Il est où, l’espoir, il est où?

Pas facile de trouver des raisons d’espérer en suivant l’actualité ces jours-ci. Pourtant l’espoir est aussi nécessaire que l’air que l’on respire, affirme notre collaborateur Mathieu Bélisle, qui publie ces jours-ci Une brève histoire de l’espoir. Notre chroniqueur Alexandre Sirois a discuté avec lui du pessimisme ambiant et des avantages de rêver mieux.

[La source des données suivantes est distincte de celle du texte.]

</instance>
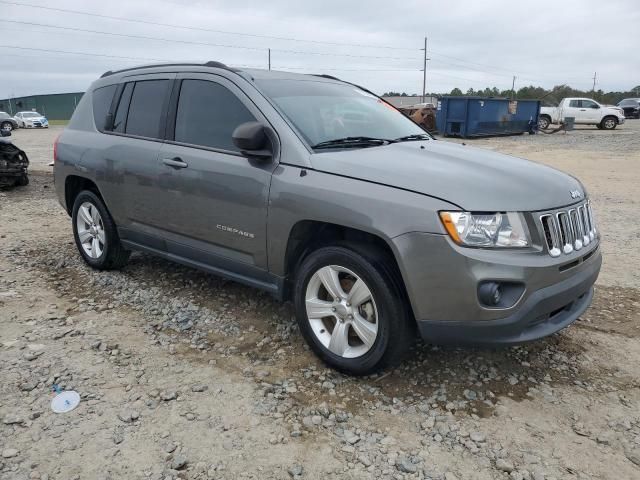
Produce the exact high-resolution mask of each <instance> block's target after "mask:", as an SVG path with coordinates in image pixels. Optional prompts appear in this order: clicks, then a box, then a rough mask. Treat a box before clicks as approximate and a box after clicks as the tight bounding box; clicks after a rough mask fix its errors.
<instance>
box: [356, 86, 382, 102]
mask: <svg viewBox="0 0 640 480" xmlns="http://www.w3.org/2000/svg"><path fill="white" fill-rule="evenodd" d="M354 90H355V91H356V92H358V93H359V94H360V95H362V96H363V97H369V98H376V97H375V95H371V94H370V93H367V92H365V91H364V90H360V89H359V88H354ZM376 99H377V98H376Z"/></svg>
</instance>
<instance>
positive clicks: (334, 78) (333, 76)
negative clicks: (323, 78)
mask: <svg viewBox="0 0 640 480" xmlns="http://www.w3.org/2000/svg"><path fill="white" fill-rule="evenodd" d="M312 75H313V76H314V77H320V78H328V79H329V80H338V81H339V82H342V81H343V80H340V79H339V78H338V77H334V76H333V75H327V74H326V73H312Z"/></svg>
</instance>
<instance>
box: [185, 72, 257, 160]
mask: <svg viewBox="0 0 640 480" xmlns="http://www.w3.org/2000/svg"><path fill="white" fill-rule="evenodd" d="M251 121H255V117H254V116H253V115H252V114H251V112H249V110H248V109H247V107H245V106H244V104H243V103H242V102H241V101H240V99H239V98H238V97H236V96H235V95H234V94H233V93H232V92H231V91H230V90H229V89H227V88H226V87H224V86H222V85H220V84H218V83H215V82H210V81H206V80H183V82H182V86H181V87H180V99H179V100H178V110H177V112H176V129H175V137H174V138H175V141H176V142H180V143H188V144H190V145H200V146H203V147H210V148H219V149H222V150H230V151H238V147H236V146H235V145H234V144H233V140H232V134H233V131H234V130H235V129H236V127H237V126H238V125H241V124H243V123H246V122H251Z"/></svg>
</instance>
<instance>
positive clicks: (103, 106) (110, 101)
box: [21, 85, 117, 132]
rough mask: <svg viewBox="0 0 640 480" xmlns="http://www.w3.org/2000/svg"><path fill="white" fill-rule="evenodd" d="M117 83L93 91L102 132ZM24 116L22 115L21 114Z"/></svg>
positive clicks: (94, 101) (94, 115)
mask: <svg viewBox="0 0 640 480" xmlns="http://www.w3.org/2000/svg"><path fill="white" fill-rule="evenodd" d="M116 88H117V85H109V86H107V87H101V88H96V89H95V90H94V91H93V120H94V122H96V128H97V129H98V131H100V132H104V127H105V124H106V121H107V113H108V112H109V107H111V101H112V100H113V94H114V93H116ZM21 117H22V115H21Z"/></svg>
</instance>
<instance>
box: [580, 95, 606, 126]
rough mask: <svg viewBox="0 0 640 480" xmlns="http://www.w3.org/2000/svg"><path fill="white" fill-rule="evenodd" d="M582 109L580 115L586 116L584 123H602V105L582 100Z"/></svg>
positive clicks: (580, 110) (593, 102)
mask: <svg viewBox="0 0 640 480" xmlns="http://www.w3.org/2000/svg"><path fill="white" fill-rule="evenodd" d="M581 102H582V108H581V109H580V113H582V114H583V115H584V118H585V121H584V123H600V120H601V119H602V118H601V117H602V111H601V110H600V105H598V104H597V103H596V102H594V101H593V100H585V99H583V100H581Z"/></svg>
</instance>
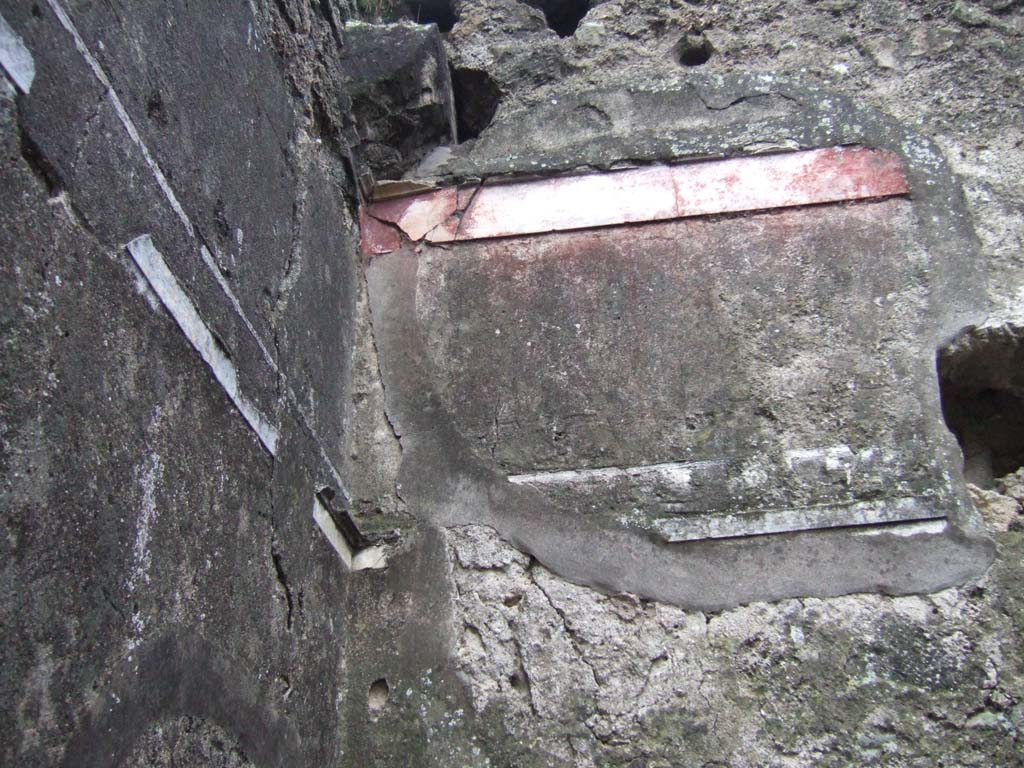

Alexandre Sirois : Mathieu, on a parfois l’impression que tout va de plus en plus mal. Les impacts des changements climatiques se multiplient. Le virage autoritaire des États-Unis s’accélère et Donald Trump continue de déstabiliser notre pays et la planète au grand complet. On assiste à une régression démocratique, ce qui fait jubiler la Chine et la Russie, qui semblent vouloir former un puissant bloc anti-occidental. Mais je m’arrête là, car je veux plutôt parler… d’espoir avec toi aujourd’hui. Tu viens de publier Une brève histoire de l’espoir, un petit essai que j’ai adoré. Dans un épilogue touchant, rédigé pour l’une de tes filles, tu écris qu’il est « parfois bon de se rappeler que le pire n’est pas certain, que notre tâche est d’imaginer la suite plutôt que de craindre la fin ». Tu as tellement raison ! Mais ne crois-tu pas que, de nos jours, c’est ce qu’on oublie trop souvent de faire ?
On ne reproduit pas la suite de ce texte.